SHEBOYGAN, Wis. — Hiroshi Iwata of Japan fired a 90-yard wedge from the rough on No. 18 that nearly rolled in before settling 3 feet from the cup. That tap-in par for a 63 was the best score at the PGA Championship so far and good enough to match the lowest single round ever in a major.
“I’m honored to be here to be interviewed. But when I came in,” Iwata smiled and said through an interpreter,” I thought it was going to be more people.”
Iwata’s round Friday was 14 strokes better than his opening-day score of 77, which came in drier, much windier conditions. He is at 4-under 140 for the tournament, five shots behind leaders Jason Day and Matt Jones when play was suspended for the day because of a storm.
Just two months ago, Iwata shot a 10-under 62 in the second round of the Thailand Open. Asked the difference between those rounds, he laughed and said, “Just one shot different. Nothing else.”
The 34-year-old pro has won twice on Japan’s tour and is currently No. 2 on the money list. This was his first PGA Championship and only his second time playing in the United States, following an appearance at the Sony Open in Hawaii, where he failed to make the cut. His best finish on the PGA Tour was a tie for third at the World Golf Championship-HSBC event in November.
Iwata said courses on this side of the Pacific were considerably more challenging because of the long par 4s.

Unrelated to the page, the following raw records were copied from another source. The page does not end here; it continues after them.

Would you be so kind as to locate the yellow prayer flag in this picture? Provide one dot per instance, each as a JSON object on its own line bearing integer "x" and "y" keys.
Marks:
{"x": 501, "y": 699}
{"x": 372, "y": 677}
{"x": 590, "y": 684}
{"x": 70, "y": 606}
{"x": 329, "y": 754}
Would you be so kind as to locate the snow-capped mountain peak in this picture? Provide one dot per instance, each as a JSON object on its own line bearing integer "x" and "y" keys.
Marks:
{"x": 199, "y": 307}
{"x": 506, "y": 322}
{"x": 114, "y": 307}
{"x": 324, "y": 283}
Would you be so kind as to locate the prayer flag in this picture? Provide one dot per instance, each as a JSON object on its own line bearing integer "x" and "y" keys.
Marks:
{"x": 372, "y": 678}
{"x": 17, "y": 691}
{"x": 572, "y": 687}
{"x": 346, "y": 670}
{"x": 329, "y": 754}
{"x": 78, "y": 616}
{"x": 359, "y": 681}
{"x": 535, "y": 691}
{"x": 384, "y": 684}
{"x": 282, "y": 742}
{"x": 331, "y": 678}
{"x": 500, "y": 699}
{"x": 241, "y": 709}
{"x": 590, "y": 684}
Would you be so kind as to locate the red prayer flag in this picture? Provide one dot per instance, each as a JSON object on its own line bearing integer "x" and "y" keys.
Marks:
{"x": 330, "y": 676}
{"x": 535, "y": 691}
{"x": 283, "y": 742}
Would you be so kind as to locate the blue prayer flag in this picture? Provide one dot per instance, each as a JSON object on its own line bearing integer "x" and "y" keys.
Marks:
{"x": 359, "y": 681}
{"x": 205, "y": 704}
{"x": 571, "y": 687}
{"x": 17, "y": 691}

“In Japan, I don’t shoot a long iron a lot, but here I have to,” he said.
This was the 27th round of 63 recorded at a major — the 13th at a PGA. The previous one came from Jason Dufner at the PGA in 2013 at Oak Hill Country Club.
Johnny Miller hit the mark first, at the U.S. Open in 1973. He remains the only player to close a major with a 63 to win the tournament. Two golfers — Vijay Singh and Greg Norman — both shot 63 on two occasions. Isao Aoki, the Hall of Fame golfer from Japan whom Iwata described as a “legend,” also shot 63 in a major — the third round of the 1980 British Open.
Iwata got rolling with three birdies on a front-nine 34. After a birdie at No. 13 — the last of three straight — he said thought he might shoot 27 on the back. Instead he settled for 29.
He also seemed prepared for the attention, wearing a black polo shirt with a black-and-white, cross-hatch design on one side of the placket that looked as if he was wearing a tie.
But he acknowledged that he arrived with modest goals, and despite the scintillating performance he didn’t want to get ahead of himself.
“When I came here,” he said, “I was thinking just to make my game better and better and on Sunday, I can be in the top 10.”